Background:
Early diagnosis of tuberculous pleural effusion (TPE) remains difficult, especially in hospitalization. While some inflammatory markers in pleural effusion (PE) are helpful in diagnosis, the implication of anti‐inflammatory cytokines and effector molecules of cytotoxic T lymphocytes have never been investigated.
Methods:
Lymphocyte‐predominant exudative PE samples were assayed for inflammatory and anti‐inflammatory cytokines, and effector molecules of cytotoxic T lymphocyte. The results were transformed into bi‐level categorical variables based on the determined cutoff values. Logistic regression analysis was applied to identify factors independently associated with TPE and to predict probability of TPE. Receiver operation characteristic (ROC) curve analysis was then applied to determine the optimal cutoff value for the predicted probability.
Results:
Of 95 patients enrolled, 35 had TPE, 46 malignant PE, and the remaining 14 had PE due to other etiologies.

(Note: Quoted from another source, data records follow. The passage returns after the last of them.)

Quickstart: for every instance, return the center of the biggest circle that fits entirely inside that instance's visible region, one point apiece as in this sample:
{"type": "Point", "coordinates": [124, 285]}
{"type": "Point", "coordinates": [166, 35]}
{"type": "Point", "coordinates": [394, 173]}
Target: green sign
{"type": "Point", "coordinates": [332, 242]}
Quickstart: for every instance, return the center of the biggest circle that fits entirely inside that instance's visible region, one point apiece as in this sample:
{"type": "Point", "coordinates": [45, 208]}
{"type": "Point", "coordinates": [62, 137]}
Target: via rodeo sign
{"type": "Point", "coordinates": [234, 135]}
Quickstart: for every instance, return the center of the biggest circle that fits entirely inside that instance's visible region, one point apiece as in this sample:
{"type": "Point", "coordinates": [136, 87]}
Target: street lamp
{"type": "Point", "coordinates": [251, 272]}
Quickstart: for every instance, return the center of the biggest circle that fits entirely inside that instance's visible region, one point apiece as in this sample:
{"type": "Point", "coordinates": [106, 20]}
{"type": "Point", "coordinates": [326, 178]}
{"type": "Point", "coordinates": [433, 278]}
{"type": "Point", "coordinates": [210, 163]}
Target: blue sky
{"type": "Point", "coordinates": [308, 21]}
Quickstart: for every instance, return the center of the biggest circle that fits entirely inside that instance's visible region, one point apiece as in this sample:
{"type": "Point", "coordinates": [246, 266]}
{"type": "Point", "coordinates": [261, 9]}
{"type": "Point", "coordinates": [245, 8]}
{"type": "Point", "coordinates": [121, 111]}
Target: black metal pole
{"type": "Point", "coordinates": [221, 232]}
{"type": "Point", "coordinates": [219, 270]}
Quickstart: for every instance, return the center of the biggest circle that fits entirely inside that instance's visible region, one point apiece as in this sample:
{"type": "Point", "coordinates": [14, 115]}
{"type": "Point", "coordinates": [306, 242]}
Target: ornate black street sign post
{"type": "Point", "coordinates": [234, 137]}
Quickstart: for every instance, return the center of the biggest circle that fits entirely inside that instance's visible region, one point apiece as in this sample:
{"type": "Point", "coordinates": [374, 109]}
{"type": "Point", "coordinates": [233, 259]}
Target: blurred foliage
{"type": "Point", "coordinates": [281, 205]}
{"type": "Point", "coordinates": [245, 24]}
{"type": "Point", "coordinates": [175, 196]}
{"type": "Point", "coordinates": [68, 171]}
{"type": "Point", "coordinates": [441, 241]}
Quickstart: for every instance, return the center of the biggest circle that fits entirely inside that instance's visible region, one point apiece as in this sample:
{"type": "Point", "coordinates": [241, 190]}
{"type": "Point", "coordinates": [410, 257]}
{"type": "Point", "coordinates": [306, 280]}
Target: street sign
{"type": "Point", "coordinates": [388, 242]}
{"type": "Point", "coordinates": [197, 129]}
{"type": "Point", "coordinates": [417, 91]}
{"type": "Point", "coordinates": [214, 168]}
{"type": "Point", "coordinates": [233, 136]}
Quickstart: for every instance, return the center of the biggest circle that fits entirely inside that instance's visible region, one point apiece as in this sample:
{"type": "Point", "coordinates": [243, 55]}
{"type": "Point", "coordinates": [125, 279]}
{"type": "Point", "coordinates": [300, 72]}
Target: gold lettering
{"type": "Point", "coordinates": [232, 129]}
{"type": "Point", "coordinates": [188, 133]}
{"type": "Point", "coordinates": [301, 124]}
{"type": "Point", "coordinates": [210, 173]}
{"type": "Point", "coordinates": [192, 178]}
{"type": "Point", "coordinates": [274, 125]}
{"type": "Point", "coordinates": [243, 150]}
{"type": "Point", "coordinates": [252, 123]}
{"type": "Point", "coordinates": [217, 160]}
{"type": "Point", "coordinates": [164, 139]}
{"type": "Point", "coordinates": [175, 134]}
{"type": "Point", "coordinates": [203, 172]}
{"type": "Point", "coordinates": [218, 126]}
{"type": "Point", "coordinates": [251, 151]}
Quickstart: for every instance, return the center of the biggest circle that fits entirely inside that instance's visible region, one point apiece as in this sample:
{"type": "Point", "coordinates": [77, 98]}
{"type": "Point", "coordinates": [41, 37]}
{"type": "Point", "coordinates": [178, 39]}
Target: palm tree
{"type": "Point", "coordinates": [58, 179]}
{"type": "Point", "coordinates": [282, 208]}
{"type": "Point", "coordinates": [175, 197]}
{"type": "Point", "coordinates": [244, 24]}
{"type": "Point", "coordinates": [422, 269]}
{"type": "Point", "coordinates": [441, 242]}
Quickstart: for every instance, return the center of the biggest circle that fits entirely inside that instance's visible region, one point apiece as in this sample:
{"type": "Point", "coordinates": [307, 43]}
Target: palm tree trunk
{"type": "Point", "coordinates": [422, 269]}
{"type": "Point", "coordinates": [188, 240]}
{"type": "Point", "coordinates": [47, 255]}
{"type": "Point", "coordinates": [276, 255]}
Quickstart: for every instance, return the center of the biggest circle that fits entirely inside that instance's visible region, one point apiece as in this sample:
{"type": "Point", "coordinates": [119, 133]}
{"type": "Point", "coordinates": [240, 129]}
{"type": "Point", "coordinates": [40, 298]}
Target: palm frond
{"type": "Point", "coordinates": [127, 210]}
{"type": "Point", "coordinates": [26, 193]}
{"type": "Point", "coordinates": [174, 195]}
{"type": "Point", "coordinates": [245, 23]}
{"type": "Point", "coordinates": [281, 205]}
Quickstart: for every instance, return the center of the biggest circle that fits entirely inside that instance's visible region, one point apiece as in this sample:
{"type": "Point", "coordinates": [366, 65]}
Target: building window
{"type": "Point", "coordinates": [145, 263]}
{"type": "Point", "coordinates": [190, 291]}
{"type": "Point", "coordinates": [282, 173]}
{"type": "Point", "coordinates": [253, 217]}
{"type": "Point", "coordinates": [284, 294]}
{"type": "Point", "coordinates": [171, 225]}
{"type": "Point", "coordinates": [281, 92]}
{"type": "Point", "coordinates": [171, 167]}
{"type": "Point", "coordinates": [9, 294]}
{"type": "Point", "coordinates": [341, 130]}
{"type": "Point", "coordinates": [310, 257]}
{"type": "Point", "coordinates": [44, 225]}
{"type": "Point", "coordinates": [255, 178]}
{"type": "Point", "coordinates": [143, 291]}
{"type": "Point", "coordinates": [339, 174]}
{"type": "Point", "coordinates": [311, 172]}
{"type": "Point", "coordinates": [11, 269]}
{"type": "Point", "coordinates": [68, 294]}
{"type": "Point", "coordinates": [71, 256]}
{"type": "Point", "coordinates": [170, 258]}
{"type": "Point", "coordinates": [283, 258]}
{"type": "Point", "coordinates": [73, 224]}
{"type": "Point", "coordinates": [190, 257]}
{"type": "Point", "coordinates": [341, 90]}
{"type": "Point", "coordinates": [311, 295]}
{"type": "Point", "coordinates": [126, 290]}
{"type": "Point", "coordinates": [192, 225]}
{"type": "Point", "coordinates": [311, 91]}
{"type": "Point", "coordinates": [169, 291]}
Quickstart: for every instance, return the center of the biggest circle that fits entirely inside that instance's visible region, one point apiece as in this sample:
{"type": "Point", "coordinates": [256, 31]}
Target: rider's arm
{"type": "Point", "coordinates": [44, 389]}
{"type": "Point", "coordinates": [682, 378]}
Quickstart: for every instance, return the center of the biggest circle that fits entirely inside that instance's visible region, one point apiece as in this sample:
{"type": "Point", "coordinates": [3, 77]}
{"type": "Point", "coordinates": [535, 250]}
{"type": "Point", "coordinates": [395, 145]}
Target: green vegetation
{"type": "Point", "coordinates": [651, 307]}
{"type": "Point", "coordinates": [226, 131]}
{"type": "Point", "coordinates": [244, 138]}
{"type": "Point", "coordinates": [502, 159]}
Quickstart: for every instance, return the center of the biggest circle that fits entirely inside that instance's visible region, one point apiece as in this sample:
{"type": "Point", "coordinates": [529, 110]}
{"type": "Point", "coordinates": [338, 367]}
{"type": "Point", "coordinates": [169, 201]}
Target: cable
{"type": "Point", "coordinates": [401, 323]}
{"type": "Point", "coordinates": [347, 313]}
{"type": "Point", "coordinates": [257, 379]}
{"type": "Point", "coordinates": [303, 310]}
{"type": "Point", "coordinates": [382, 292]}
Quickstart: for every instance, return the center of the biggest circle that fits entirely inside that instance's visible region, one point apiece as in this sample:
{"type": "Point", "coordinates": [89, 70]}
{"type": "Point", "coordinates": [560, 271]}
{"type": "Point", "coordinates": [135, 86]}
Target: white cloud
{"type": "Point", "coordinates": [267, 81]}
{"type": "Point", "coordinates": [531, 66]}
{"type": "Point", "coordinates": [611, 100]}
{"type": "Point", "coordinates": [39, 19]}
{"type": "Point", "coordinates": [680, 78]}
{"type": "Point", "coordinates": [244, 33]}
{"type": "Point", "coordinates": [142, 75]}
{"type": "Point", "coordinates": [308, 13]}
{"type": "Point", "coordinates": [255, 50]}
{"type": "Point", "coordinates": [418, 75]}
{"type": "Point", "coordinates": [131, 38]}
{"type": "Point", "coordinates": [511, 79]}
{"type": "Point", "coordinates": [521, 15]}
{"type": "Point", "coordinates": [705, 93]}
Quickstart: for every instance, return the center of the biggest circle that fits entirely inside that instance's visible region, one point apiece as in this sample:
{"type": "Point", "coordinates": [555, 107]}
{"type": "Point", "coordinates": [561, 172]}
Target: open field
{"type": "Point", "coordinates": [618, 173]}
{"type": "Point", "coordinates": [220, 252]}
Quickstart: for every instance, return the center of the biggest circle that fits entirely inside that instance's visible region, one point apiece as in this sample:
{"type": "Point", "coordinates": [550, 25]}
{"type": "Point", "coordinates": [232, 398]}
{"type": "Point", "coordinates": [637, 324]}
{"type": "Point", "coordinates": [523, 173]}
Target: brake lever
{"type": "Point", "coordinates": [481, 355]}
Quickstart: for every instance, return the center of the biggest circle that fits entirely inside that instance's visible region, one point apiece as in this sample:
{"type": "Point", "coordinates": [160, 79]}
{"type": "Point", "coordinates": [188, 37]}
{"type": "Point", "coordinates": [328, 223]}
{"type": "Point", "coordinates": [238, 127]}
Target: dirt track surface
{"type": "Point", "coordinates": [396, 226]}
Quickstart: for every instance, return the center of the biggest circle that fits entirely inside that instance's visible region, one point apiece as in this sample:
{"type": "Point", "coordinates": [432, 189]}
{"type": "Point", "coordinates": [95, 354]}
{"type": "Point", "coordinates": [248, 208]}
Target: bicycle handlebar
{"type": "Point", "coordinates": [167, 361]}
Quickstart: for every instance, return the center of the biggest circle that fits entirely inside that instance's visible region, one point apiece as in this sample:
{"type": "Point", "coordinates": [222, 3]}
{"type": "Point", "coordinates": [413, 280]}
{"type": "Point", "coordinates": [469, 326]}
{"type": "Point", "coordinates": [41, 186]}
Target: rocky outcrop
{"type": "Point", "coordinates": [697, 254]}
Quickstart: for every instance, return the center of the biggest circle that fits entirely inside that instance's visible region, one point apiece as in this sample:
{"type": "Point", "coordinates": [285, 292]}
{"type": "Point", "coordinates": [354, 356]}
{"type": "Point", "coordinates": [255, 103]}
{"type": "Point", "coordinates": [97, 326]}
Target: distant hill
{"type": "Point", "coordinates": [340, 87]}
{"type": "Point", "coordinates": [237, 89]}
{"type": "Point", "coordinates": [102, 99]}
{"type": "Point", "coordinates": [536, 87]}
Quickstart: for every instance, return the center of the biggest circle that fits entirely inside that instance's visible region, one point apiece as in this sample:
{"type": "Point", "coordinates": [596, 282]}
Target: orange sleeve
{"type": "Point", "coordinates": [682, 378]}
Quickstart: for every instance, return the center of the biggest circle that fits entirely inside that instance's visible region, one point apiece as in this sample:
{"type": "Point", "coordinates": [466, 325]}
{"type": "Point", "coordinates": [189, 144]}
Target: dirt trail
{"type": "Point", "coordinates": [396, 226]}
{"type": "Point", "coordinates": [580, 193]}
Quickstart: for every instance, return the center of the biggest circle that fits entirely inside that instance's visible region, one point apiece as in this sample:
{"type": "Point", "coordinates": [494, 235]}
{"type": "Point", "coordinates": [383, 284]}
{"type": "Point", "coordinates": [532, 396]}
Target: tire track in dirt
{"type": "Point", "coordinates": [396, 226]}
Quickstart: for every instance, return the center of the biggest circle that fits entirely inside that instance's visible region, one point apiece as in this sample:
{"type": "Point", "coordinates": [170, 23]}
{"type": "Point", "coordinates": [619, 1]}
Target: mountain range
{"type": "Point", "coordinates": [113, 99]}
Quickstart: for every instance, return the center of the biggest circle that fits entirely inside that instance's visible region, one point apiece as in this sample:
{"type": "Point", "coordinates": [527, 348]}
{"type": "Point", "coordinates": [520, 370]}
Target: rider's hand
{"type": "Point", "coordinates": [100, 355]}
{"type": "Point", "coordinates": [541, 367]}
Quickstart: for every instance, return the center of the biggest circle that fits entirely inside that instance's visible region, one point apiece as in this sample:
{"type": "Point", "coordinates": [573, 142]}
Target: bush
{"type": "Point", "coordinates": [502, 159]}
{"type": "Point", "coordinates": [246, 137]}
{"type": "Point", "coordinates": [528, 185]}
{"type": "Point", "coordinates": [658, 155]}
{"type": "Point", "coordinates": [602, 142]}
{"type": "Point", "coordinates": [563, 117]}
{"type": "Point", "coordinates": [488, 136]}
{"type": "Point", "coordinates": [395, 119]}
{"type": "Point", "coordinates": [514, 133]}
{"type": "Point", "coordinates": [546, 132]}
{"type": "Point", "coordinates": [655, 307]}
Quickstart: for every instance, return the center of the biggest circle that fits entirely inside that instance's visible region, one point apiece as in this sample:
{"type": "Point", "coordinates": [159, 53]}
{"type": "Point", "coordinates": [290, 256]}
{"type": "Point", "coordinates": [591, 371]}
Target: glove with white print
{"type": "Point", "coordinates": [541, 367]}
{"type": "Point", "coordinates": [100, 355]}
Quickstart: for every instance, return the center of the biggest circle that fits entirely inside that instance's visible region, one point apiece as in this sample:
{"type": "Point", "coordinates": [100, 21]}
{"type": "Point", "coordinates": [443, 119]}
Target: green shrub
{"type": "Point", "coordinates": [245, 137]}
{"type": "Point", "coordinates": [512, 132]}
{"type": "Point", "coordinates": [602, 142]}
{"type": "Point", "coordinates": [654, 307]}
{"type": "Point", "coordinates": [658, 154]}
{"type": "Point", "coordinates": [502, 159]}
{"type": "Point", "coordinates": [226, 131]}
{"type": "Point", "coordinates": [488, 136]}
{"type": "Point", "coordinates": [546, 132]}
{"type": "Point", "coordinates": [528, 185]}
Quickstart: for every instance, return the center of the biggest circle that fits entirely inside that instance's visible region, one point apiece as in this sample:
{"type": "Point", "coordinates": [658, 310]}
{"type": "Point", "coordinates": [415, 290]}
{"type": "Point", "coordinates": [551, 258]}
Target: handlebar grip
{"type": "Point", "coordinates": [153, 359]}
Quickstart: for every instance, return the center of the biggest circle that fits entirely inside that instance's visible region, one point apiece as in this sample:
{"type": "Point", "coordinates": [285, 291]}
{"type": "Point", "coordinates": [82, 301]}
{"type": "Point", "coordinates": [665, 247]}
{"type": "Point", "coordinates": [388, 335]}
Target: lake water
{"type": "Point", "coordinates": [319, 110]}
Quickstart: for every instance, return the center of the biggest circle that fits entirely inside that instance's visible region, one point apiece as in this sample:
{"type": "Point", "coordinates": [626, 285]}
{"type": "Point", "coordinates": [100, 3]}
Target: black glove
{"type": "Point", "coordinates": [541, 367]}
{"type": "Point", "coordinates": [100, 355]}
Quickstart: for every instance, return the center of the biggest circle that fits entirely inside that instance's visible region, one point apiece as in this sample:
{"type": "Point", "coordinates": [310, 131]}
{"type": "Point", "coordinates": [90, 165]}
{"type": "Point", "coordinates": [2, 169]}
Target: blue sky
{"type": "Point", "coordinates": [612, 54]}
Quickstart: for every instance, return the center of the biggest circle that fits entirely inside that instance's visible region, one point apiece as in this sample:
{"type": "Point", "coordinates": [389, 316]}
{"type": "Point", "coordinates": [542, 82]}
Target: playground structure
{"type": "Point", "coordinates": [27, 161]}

Logistic regression analysis revealed that interferon‐g ≥75 pg/ml, adenosine deaminase (ADA) ≥40 IU/ml, decoy receptor (DcR) 3 ≥9.3 ng/ml and tumor necrosis factor‐soluble receptor 1 (TNF‐sR1) ≥3.2 ng/ml were independent factors associated with TPE. The predicted probability based on the four predictors has an area under ROC curve of 0.920 (sensitivity: 82.9%; specificity: 86.7%). Among TPE group, patients with positive PE culture for Mycobacterium tuberculosis had higher pleural intereron‐g, monocyte chemoattractant protein‐1 and perforin than those with positive sputum but negative PE culture.
Conclusions:
While pleural IFN‐g and ADA (inflammatory biomarkers) are conventional markers for diagnosing TPE, simultaneously measuring DcR3 and TNF‐sR1, the two anti‐inflammatory biomarkers, can improve diagnostic efficacy.